Bella Santorum, Amelia Rivera and ‘marginal’ children who prove no child is marginal
GOP presidential candidate Rick Santorum’s youngest daughter, Isabella, is recovering at Children’s Hospital of Philadelphia after a bout of pneumonia forced her family to rush her to the hospital this weekend and her father to temporarily abandon the campaign trail.
Known as “Bella,” the 3-year-old was born with the genetic disorder Trisomy 18, which is often fatal for infants and leads to physical deformities and cognitive deficiencies.
In a strange coincidence, Bella is being treated at the same hospital that earlier this month made the news for its treatment toward another 3-year-old girl, Amelia (Mia) Rivera, who has the genetic disorder Wolf-Hirschhorn syndrome.
Rivera’s family said Children’s Hospital of Philadelphia officials told them their daughter was not eligible for a life-saving kidney transplant because she was “mentally retarded.” (I wrote about her story in a previous post here.)
Hospital officials will not comment directly on the case, but have said they do not have a policy of denying transplants to children with developmental delays. (Studies have shown such policies are a common, if unspoken and unethical, practice at many transplant centers.)
Hospital officials and the transplant team have also agreed to meet with Mia’s family.
Besides their conditions, ages and the venue in which they are being treated, the little girls share something else: Their stories have touched a public nerve.
In Bella’s case, her story was already well-known. Santorum has said that after she was born, doctors told him and his wife that they should let the girl die because she would never live a normal life. Controversially, he has linked that experience to his criticism of the Democrat-backed healthcare reform.

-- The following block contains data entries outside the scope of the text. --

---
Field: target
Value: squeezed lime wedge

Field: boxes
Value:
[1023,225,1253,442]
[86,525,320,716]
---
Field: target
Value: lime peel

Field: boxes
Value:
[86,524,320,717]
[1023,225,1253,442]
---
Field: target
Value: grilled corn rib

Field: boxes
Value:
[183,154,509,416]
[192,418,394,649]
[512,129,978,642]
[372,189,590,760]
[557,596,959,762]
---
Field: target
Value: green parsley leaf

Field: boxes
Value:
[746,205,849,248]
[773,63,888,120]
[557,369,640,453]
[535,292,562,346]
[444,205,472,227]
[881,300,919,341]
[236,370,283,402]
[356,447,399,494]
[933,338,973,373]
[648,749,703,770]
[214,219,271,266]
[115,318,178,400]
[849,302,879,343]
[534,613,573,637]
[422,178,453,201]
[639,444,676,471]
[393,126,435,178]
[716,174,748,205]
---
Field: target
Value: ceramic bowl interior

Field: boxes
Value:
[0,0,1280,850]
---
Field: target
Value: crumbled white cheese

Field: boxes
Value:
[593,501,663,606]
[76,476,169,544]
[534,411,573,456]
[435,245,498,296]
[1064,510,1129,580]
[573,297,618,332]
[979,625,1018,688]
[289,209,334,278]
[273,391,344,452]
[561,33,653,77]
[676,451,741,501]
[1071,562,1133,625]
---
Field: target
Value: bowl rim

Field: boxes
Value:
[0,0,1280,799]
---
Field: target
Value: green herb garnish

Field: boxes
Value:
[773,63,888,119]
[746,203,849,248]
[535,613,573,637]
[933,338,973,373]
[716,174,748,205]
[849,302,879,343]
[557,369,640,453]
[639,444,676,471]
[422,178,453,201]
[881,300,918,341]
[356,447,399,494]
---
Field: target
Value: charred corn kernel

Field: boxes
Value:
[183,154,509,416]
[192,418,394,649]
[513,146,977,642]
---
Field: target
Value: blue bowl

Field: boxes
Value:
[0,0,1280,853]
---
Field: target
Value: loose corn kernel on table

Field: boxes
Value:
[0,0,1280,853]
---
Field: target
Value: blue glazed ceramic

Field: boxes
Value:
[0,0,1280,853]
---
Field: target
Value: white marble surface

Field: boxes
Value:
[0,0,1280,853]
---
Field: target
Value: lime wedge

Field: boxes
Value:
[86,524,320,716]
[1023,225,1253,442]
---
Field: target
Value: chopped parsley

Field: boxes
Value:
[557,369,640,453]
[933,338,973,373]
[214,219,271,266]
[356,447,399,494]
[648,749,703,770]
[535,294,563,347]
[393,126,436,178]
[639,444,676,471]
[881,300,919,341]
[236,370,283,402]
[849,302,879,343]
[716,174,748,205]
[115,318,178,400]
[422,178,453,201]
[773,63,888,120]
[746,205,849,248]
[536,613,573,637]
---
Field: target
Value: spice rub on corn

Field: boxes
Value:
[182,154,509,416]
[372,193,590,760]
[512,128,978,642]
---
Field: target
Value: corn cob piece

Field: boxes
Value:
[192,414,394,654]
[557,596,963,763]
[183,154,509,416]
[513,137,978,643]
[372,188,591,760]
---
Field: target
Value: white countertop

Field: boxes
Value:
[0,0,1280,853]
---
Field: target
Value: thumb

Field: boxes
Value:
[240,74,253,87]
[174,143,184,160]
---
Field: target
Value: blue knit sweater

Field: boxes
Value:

Santorum critics point out that healthcare reform expands coverage and will, in fact, help families in similar situations.

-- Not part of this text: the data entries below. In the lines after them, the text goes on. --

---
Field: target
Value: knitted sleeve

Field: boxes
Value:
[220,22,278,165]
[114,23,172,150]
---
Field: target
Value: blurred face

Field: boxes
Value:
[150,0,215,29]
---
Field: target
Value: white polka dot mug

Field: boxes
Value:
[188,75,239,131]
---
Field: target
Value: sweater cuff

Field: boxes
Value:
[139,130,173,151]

For Mia, her family’s fight to make her eligible for a transplant has brought her fame. Her plight has prompted tens of thousands to protest both her treatment and also the broader issue of discrimination in medical care.

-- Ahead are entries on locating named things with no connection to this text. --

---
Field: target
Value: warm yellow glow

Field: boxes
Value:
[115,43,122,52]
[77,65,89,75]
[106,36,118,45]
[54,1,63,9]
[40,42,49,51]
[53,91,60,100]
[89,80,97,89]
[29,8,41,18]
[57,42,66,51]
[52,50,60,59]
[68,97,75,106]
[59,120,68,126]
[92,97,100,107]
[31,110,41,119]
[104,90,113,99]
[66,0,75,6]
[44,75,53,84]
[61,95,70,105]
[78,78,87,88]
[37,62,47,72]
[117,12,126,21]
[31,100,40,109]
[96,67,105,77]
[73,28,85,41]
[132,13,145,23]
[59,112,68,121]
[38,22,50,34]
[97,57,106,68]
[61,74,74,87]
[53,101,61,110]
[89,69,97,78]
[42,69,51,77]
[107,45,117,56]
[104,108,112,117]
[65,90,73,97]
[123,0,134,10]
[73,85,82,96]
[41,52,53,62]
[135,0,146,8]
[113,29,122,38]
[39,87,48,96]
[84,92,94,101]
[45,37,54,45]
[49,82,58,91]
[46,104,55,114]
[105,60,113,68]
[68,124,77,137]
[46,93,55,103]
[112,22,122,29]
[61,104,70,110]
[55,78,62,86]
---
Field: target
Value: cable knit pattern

Politics aside, if that’s possible, what’s most amazing about both these stories and all their similarities is that these two little girls, Bella and Mia, who have both been deemed marginal throughout their lives, are now part of the public discourse.
They are reminding us that children come in all shapes, sizes and forms. That even soft voices have merit. That children cannot be ranked for worth. Marginal? Not them.
The only problem with this beautiful essay is that under health care reform there are people who think that the plight of such children cause, well, a misallocation of resources. In otherwords, why waste money on screening these kids, especially when they drive up health care costs.
Such is the attitude of Jean Slutsky, who is a senior offical at the Agency for Healthcare Quality and Research (AHRQ) and is on the PCORI methodology committee, which will determine how PCORI should conduct CER and what it should measure. Slutksy, like other methodology committee members believe CER should be used to control health care costs. (I will post on these other members in the future.) Here's Slutsky opining on kids like Bella Santorum:
"Compelling stories of children who died from very rare metabolic disorders that might have been detected with newer, more expensive equipment have created powerful momentum for expanded screening of newborns. But in an era of constrained budgets, state policymakers need to weigh the benefits and costs of new screening programs against those of other equally important programs. Nonetheless, it remains politically risky to frame a health policy decision as being based primarily on cost or cost-effectiveness."
http://content.healthaffairs.org/content/24/1/102.full
Maybe it's politically risky because, as Slutsky's statement indicates, such decisions seem to focus on children with rare diseases who would be cheaper to care for if they weren't screened. Sadly Slutsky's view about rationing care based on cost is shared among PCORI methodology mavens.
And taxpayers pay for her salary? Slutsky should resign from PCORI and AHRQ.